Figure 2. How the transpired wall works at the INTEK facility in Aberdeen, NC

However, transpired walls may not be for everyone. You need to consider the orientation of your poultry house. In the northern hemisphere, we get the most sunlight on the south side during winter and on the north side during the summer. So, where winter heating is important, a poultry house built along the east-west axis will allow you to install the transpired wall on the south, though southeast and southwest facing walls are also acceptable. In cooler western North Carolina, which has a large poultry industry, north facing transpired walls will help during summer brooding. The transpired wall will also reduce the ventilation rate by increasing static pressure; so, you will need to run your fans longer. While there are no studies done in poultry houses using transpired walls, your heat energy savings will likely offset your increased electricity use. Also, during transitional or mild ventilation (between minimum and tunnel ventilation), to prevent the fresh air from being tempered, a panel of the transpired wall could be hinged (Fig. 1), thus allowing the fresh air to bypass the transpired wall.

Figure 3. A view of a transpired wall. Figure 2(a) shows fresh air being tempered by the transpired wall and figure 3(b) shows the fresh air bypassing the transpired wall for mild weather ventilation.
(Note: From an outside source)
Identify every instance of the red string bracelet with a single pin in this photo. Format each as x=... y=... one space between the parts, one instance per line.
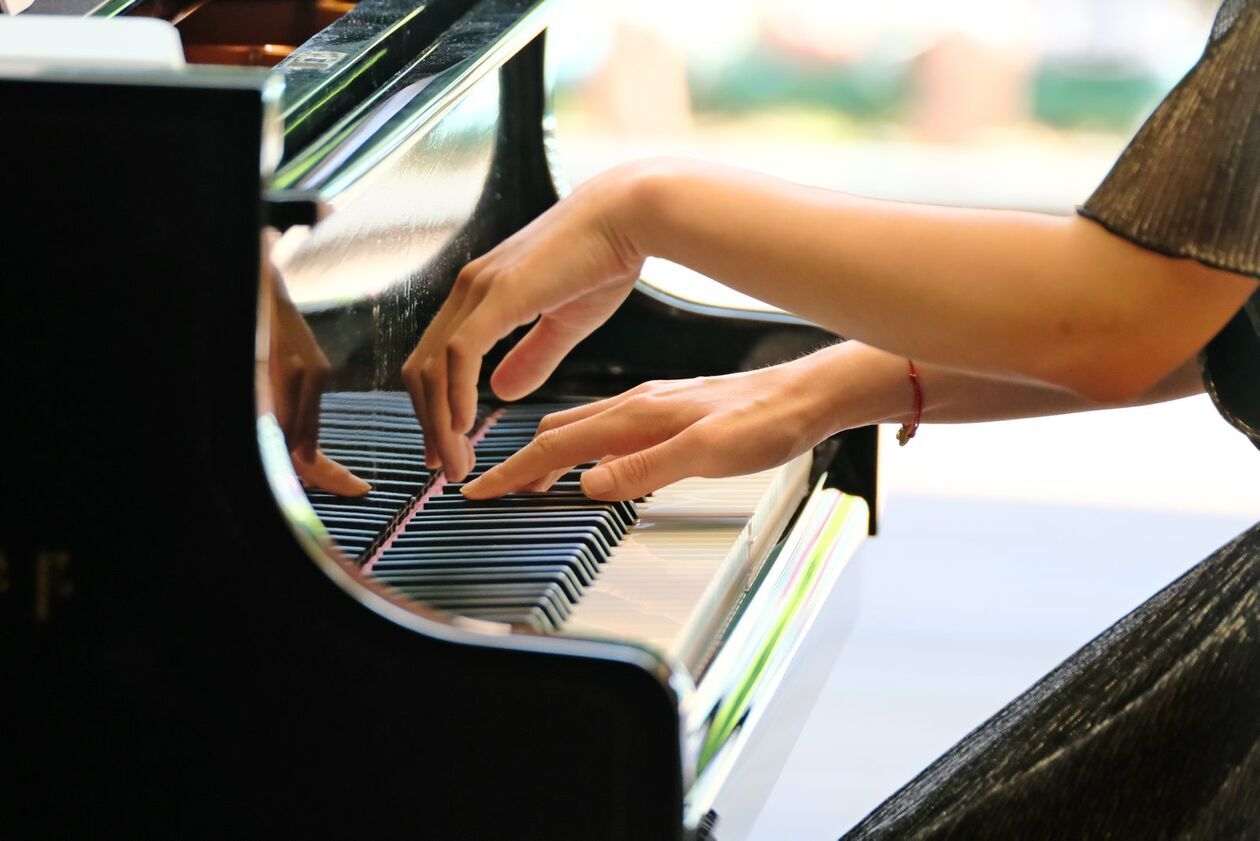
x=907 y=430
Recently, the North Carolina Solar Center did a study on installing transpired wall in a broiler house in eastern NC. The total cost of installing a transpired wall was $11 per square foot with after tax payback period of 13-14 months, without any USDA support. As a start, a poultry producer could consider installing enough square footage of transpired wall on the south side that would cover half of the minimum ventilation rate provided by, say, two 36-in. fans (small birds and/or cold weather). The other half of the air would come from the north side that has no transpired wall. Since the two fans would require a total of 15-16 inlets, to cover the eight 44-in. inlets on the south side, you would need a total area of about 500 sq. ft. of transpired wall which would cost about $5,500 per house. If the USDA were to provide a 25% grant, your cost would be correspondingly lower. Of course, you would also qualify for Federal and state tax credits for improving energy efficiency that would amount to more than 65% of the remaining cost. So, if your heating season is long, you raise smaller birds (i.e., you run more flocks through the house), and the orientation of your houses are favorable for installing transpired walls, you may want to give transpired walls serious thought.